Emergent Citizenships

In the context of ongoing scholarly debates on global democracy, Chile’s 2019 “Social Explosion” (Estallido Social) and failed constitution re-writing processes (2020-2023) stand out as watershed events that illustrate broader trends of democratic practice in everyday life.

Gendered Archives

Image: Tina. 2020. Water is free/ agua es libre. 40 cm (h) x 52 cm (w) scraps of material sown onto cotton cloth. Location: Nicholas Garcia Johnson. Photographer: Nikola Garcia Johnson. Provenance: Lo Hermida Arpilleristas, Chile.

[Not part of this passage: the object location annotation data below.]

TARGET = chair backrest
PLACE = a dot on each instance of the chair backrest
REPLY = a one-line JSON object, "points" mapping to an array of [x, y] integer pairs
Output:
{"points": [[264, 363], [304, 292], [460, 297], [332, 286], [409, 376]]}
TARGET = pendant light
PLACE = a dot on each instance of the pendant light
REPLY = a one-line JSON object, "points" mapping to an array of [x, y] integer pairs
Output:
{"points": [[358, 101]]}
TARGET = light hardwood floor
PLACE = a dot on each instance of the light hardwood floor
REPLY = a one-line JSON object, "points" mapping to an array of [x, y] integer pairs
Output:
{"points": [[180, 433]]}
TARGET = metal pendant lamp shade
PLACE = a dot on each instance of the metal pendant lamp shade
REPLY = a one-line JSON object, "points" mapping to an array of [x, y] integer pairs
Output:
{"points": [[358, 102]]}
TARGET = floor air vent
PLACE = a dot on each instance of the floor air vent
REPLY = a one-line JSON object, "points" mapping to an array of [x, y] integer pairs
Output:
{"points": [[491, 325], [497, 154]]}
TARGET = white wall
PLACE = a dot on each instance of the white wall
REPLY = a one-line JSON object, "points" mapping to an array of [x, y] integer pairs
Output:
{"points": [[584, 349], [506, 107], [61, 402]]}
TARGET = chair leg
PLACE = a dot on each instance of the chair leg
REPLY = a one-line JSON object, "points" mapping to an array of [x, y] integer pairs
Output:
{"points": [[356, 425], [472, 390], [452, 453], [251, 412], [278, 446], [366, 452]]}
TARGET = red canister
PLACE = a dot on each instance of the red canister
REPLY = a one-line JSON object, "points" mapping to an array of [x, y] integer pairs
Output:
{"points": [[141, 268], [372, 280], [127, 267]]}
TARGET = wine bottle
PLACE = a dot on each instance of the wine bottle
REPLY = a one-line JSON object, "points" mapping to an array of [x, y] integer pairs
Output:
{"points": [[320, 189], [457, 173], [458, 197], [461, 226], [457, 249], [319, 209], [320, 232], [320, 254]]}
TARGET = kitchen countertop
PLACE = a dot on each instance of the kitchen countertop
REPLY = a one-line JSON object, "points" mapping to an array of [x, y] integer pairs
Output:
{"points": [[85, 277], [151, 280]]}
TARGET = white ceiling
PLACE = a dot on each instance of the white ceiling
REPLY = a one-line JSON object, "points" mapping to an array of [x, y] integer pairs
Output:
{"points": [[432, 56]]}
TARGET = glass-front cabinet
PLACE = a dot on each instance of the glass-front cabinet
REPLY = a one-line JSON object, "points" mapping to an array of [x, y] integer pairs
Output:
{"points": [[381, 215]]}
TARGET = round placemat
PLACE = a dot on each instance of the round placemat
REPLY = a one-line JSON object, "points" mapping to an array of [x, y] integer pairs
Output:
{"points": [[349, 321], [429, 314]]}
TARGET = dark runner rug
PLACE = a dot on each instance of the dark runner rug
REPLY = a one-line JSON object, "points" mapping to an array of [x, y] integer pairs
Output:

All rights Reserved

In Peri-urban Santiago, arpilleras (storytelling quilts) workshops serve as a gendered and sensorial archive of community history, serving as an important site for decolonial research into feminist epistemologies.

Research as Reportage

This project examines Pedro Lemebel’s chronicles, and the publics through which they circulate, to analyze how the politics and poetics of autogestión have animated everyday aspirations, imagined futures, and lived practices in Santiago de Chile’s working-class neighborhood communities.

Indigenous Energy Futures

Image. “Our Earth Will Recover” 2021. Curacautin, Chile. photographer: Nikola Garcia Johnson. All rights reserved

The current scholarship on Indigenous politics and wind power emphasizes that resistance to local windfarm proposals often targets the political and corporate climate behind renewable energy projects. In contrast, this research project examines how Mapuche community members and their non-Indigenous collaborators seek to rectify the longstanding social, racial, and political issues that prevent the construction of their proposed windfarms.